Total positive income Total returns filed in TY2013 Returns examined* Percent covered
No total positive income** 619,694 78,573 12.68
$1 under $25,000 56,181,555     464,856    0.83   
$25,000 under $50,000 34,753,396 121,841    0.35   
$50,000 under $75,000 19,532,032 63,700    0.33   
$75,000 under $100,000 12,787,903 52,852    0.41   
$100,000 under $200,000 17,451,788 90,236    0.52   
$200,000 under $500,000 4,844,782 40,290    0.83   
$500,000 under $1,000,000 800,121 11,802    1.48   
$1,000,000 under $5,000,000 342,605 10,782    3.15   
$5,000,000 under $10,000,000 23,413 1,499    6.40   
$10,000,000 and above 14,009 1,689 12.06
Total positive income Total returns filed in TY2014 Returns examined* Percent covered
No total positive income** 662,876    49,829    7.52   
$1 under $25,000 54,956,300    390,799    0.71   
$25,000 under $50,000 35,090,262    147,805    0.42   
$50,000 under $75,000 19,676,659    82,822    0.42   
$75,000 under $100,000 13,130,657    49,717    0.38   
$100,000 under $200,000 18,405,264    73,729    0.40   
$200,000 under $500,000 5,324,980    29,884    0.56   
$500,000 under $1,000,000 910,977    10,362    1.14   
$1,000,000 under $5,000,000 401,634    10,651    2.65   
$5,000,000 under $10,000,000 28,847    1,512    5.24   
$10,000,000 and above 18,122    1,572    8.67   
Total positive income Total returns filed in TY2015 Returns examined* Percent covered
No total positive income** 701,594    31,329    4.47   
$1 under $25,000 54,135,898    357,410    0.66   
$25,000 under $50,000 35,589,401    141,727    0.40   
$50,000 under $75,000 20,312,858    108,219    0.53   
$75,000 under $100,000 13,063,770    64,324    0.49   
$100,000 under $200,000 19,459,846    92,124    0.47   
$200,000 under $500,000 5,788,644    31,804    0.55   
$500,000 under $1,000,000 962,481    10,898    1.13   
$1,000,000 under $5,000,000 428,082    10,244    2.39   
$5,000,000 under $10,000,000 31,159    1,367    4.39   
$10,000,000 and above 19,531    1,593    8.16   

Source: Table 17a, Internal Revenue Data Book, 2019
*Returns examined is total of columns “Closed” and “in process”.
** Returns that show no total positive income report zero or negative income. The negative income could be negative business income and/or capital losses. Returns with no TPI are filed by taxpayers in any of the income categories, and there is no prevalence of one over the other. These returns account for less than 0.5% of the individual filing population.

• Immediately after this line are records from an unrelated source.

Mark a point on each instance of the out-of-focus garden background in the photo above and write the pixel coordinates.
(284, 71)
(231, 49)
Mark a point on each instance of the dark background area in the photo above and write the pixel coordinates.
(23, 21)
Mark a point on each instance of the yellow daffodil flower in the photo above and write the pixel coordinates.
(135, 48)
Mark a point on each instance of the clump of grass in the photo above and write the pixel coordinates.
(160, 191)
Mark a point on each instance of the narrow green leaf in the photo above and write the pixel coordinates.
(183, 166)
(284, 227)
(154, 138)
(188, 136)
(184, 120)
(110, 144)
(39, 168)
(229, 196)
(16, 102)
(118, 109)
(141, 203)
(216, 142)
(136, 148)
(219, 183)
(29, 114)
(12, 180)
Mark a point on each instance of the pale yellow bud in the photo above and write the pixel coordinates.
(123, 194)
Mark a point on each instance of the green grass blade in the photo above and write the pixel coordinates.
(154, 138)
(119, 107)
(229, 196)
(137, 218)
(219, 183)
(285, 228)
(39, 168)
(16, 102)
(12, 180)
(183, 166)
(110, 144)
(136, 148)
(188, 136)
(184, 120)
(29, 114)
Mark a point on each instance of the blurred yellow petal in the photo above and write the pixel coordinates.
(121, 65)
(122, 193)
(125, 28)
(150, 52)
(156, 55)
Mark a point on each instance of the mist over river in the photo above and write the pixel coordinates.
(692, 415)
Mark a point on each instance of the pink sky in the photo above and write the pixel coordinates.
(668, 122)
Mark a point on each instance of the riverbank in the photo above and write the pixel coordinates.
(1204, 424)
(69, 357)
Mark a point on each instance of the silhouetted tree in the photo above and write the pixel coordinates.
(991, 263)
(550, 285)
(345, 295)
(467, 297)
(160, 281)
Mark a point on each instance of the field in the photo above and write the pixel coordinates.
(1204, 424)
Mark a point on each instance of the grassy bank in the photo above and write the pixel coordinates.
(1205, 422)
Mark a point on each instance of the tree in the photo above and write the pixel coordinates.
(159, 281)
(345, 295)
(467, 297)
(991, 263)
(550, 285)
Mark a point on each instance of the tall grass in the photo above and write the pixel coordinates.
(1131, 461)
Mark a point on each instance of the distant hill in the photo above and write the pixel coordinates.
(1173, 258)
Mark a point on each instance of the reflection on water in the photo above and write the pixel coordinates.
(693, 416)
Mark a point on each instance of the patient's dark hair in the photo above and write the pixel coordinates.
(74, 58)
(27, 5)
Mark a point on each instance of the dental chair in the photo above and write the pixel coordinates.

The typical audits for higher-income taxpayers involve at least three different tax years, often include related entities, and routinely take years to resolve. The highest income taxpayers face the most significant chance of an examination, and they face the most highly trained and experienced IRS agents and teams utilizing our most sophisticated tools and techniques.

At the end of the day, the IRS strives to properly serve compliant taxpayers and uphold the nation’s tax laws, ranging from civil side audits and notices to criminal investigations in the most egregious cases. We face tough choices each year as far as where to deploy resources given the breadth of our responsibilities, but our choices are guided by fair and impartial audit plans throughout the process.